Stanford Research Shows How Tesla Vehicles Can See Through Fog

In a new video by Dr. Know It All on YouTube, he explains that he wanted to know whether or not Tesla cars could see through fog. He cited a Stanford research article that shows just how it can see through the fog. The article, published last year, noted that optical imaging techniques such as light detection and ranging (LiDAR) were essential tools in remote sensing, robotic vision, and autonomous driving. Personally, this has me a bit curious since Tesla doesn’t use LiDAR and will soon no longer use radar, instead relying on “pure vision,” as Elon Musk recently shared on Twitter.

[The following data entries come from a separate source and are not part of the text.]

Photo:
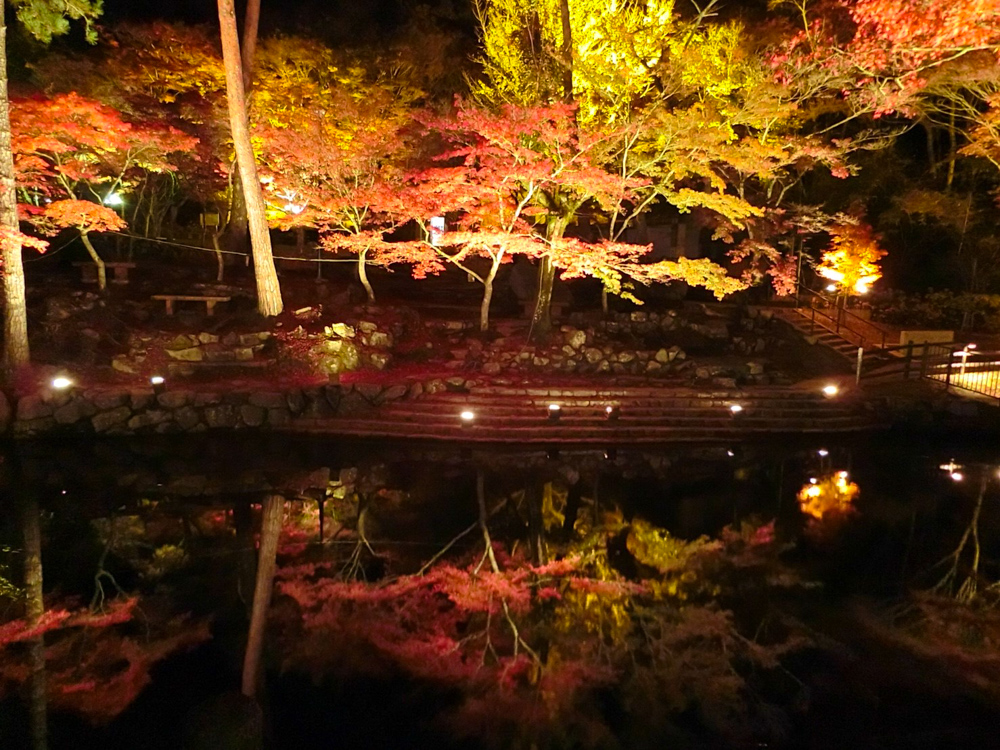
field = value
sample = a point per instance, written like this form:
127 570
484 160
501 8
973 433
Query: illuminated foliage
67 146
97 663
830 496
852 262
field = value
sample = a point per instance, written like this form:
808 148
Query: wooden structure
119 271
210 301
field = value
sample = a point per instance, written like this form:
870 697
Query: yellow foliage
829 495
655 547
852 262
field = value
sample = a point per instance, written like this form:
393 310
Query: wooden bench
119 271
209 301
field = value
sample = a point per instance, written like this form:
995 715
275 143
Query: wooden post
947 377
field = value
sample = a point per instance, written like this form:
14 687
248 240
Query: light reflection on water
178 518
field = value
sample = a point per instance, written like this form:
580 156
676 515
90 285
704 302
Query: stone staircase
507 414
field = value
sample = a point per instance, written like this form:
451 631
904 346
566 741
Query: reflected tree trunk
534 495
16 353
272 511
34 609
246 575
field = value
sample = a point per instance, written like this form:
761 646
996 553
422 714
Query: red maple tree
68 147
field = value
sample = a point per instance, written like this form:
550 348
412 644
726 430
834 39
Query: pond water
676 596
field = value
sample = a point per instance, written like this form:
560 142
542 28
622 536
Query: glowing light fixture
436 230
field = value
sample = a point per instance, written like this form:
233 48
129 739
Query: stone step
556 433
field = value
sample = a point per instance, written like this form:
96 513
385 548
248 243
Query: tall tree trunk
238 227
270 526
541 319
931 156
952 154
567 51
34 609
249 47
220 262
268 290
363 275
102 273
15 324
484 307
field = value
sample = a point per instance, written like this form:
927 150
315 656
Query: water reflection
480 598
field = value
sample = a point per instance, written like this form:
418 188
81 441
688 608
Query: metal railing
952 365
966 369
826 312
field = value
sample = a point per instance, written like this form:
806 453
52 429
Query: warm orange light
831 494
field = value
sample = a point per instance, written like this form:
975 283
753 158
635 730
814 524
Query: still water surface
173 524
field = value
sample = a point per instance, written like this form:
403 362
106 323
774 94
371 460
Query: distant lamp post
964 354
436 232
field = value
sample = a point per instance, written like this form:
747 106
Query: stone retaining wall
176 410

In his video, Dr. Know-It-All noted that as he recapped the research paper, he didn’t think Tesla was using all of the research from that paper. “The research is very specialized and it needs a laser system and also some sort of cascade diode sensor.” He explained that those things are more LiDAR based rather than vision based, but thinks that there could be a passive AI way of utilizing the research to help create the self-driving ability in extreme conditions — such as fog, heavy rain, snow, and even dust — for those who live in dusty environments.

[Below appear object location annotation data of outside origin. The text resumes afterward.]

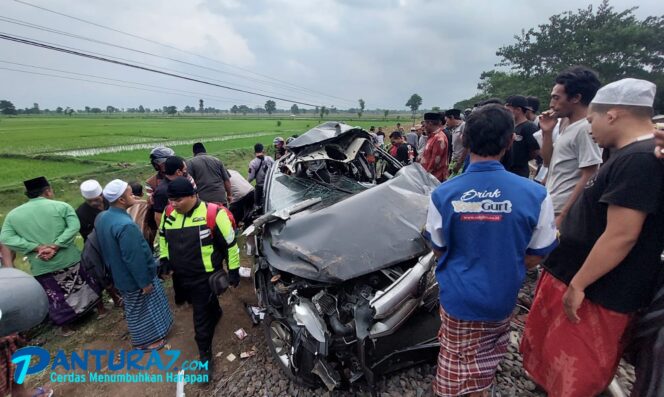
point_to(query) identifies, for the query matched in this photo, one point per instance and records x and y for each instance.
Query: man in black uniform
(525, 146)
(195, 247)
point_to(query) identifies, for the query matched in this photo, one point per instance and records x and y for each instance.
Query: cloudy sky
(316, 52)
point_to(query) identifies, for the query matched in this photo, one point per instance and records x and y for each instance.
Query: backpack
(92, 262)
(211, 217)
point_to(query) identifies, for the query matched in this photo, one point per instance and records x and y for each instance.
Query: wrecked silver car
(342, 269)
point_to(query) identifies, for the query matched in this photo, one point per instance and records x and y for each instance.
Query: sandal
(159, 345)
(41, 392)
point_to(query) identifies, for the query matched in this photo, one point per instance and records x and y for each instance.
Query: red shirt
(435, 159)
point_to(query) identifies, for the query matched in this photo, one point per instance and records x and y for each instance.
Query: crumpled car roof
(324, 132)
(363, 233)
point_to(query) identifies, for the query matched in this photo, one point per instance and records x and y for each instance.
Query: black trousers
(207, 311)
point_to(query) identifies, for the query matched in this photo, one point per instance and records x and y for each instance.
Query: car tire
(278, 335)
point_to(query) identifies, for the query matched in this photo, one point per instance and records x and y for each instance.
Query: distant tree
(270, 106)
(7, 108)
(614, 43)
(414, 103)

“The amazing part about this research is that basically they can see through a one inch or a two and a half centimeter piece of foam. I mean, it’s basically something that you literally can’t look through,” he said.

What he suggested is that Tesla vehicles are not going to be able to do that. What Tesla can do is look through something like fog, though.

Recap of the Research Paper

In the video, Dr. Know -It-All goes over a few quotes from the research paper and shares his thoughts. Below are the quotes from the paper.

“We introduce a technique that co-designs single-photon avalanche diodes, ultra-fast pulsed lasers, and a new inverse method to capture 3d shape through scattering media.”

“Our technique, confocal diffuse tomography, may be of considerable value to the aforementioned applications.”

“Current LiDAR systems ail in adverse conditions where clouds, fog, dust, rain, or murky water induce scattering. This limitation is a critical roadblock for 3D sensing and navigation systems, hindering robust and safe operation.”

“Here we introduce a technique for noninvasive 3D imaging through scattering media: confocal diffuse tomography (CDT). We apply this technique to a complex and challenging macroscopic imaging regime, modeling and inverting the scattering of photons that travel through a thick diffuser approximately equal to 6 transport mean free paths, propagate through free space to a hidden object, and scatter back again through the diffuser.

“Our insight is that a hardware design specifically patterned after confocal scanning systems (such as commercial LiDARs), combining emerging single-photon-sensitive, picosecond-accurate detectors, and newly developed signal processing transforms, allow for an efficient approximate solution to this challenging inverse problem.”

In essence, he noted that the researchers send a pulse laser out at the picosecond level. 1 picosecond equals 0.000000000001 seconds. It’s a really short pulse laser beam. Both the sensor and laser beam are confocal. This means that they are both at the same place in space. Kind of like pizza with pineapples being in my belly.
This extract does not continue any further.